I used to always blame the enemy for reminding me of past sins, but I've come to realize that when a past sin pops into my thoughts and picks at me, it just might be the Holy's Spirit's correction when I'm drifting toward pharisaism. The moment I recognize it for what it is, grace pours in, in ever increasing abundance...and I'm humbled and grateful.

Molly Huggins said...

"There are times when I feel the gap like a harsh wind in a cold place, and I think I’ll never be warm again."

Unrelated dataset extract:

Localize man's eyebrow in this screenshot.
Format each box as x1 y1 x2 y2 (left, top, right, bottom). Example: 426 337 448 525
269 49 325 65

Yes! Very much so. And grace, oh grace. It took me long years to have the heart of a tax collector and longer still to admit it out loud. Because being the tax collector means you have to be honest with yourself about your sin, and that to me is the biggest struggle of all.

Thanks for this.

David Rupert said...

patricia's comment really resonated. The further those sins are on the timeline, the bigger they appear in the rear view mirror. Guilt is a powerful weapon that the Enemy has. In reality, the farther I get from those wrongs, the closer I get to God -- and that should change my substance

Diana said...

Yea and amen to this. And thank you.

SimplyDarlene said...

Maybe one of your next books should be non-fiction.

Thanks for this book review.

Blessings.

Genevieve Thul said...

"Today I see the gap; I see how wide it is. I see how short I fall. No matter what I do, I can’t bridge that gap. There are times when I feel the gap like a harsh wind in a cold place, and I think I’ll never be warm again.

Left up to me, I would be stuck in that cold place. Forever.

But this thing called grace wraps itself around me."

This is beautiful, Glynn. You said, in just a few shorts phrases, what it took me pages to write to myself today. If you're interested in reading my letter, which is more along the lines of a story, click on over to my post, "one Right choice": http://www.turquoisegates.com/2012/08/one-right-choice-letter-to-my-younger.html

Thanks for this beautiful post. I agree wholeheartedly: the older I get, the more aware of the gap I become. And all the more aware and grateful for Grace.

Bonnie Gray said...

I agree with SimplyDarlene... I love how you get to the heart of the "gap" in so many things that are hard to convey. And you do it so efficiently and with quite a lot of humanity and wit. So missed being around here, Glynn. (sigh) It feels good to be here. Thanks!